There are five different species of mangroves. The ability to identify and differentiate between the different species is the first step in understanding mangroves and the role they play in the environment. We will make use of a dichotomous key for species identification. The dichotomous key is a series of two part questions that focuses on characteristics that break large groups of species into smaller groups, eventually identifying an individual based on a defining characteristic. The individual is then named according to scientific nomenclature.


  • Students will be able to identify the various species of Mangroves and understand their characteristics by construction and use of a dichotomous key.
  • Students will learn how scientific names are created. 

Teaching Summary

The activity can be approached in a number of different ways; students can work from a premade key (found below) and images found on the internet, or students can make their own keys to be used by fellow classmates. The first approach would be considered introductory to the idea, while the second is more advanced, especially when done correctly. The key below focuses on trunks and roots; other keys could focus on leaves, location in an estuary, or any combination of characteristics.

Download: Lesson1Key.tiff

Vocabulary:  Dichotomous Key, Nomenclature, Genus, Species, Prop Roots, Pneumatophores, Buttress Roots


Google images for mangrove root and trunk pictures

Assessment Questions


  1. What is the key concept behind a dichotomous key that allows it to function correctly?
  2. What is the purpose of a scientific name as opposed to a common name?
  3. Why are looking at colors not the best way for identifying mangroves?
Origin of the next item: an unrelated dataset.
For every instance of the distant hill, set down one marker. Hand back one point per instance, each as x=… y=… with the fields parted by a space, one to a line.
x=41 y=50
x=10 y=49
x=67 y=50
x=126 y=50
  1. Defining characteristics and unique features allow for a group to be broken down and a particular individual to be identified.
  2. Scientific name is in Latin, consists of two parts(genus and species), is universally used by scientists, and there is one per individual; where as a common name can be multiple languages, not universally recognized, multiple names per individual.
  3. There are no distinct red, white, or black coloration on the mangroves that would allow for identification.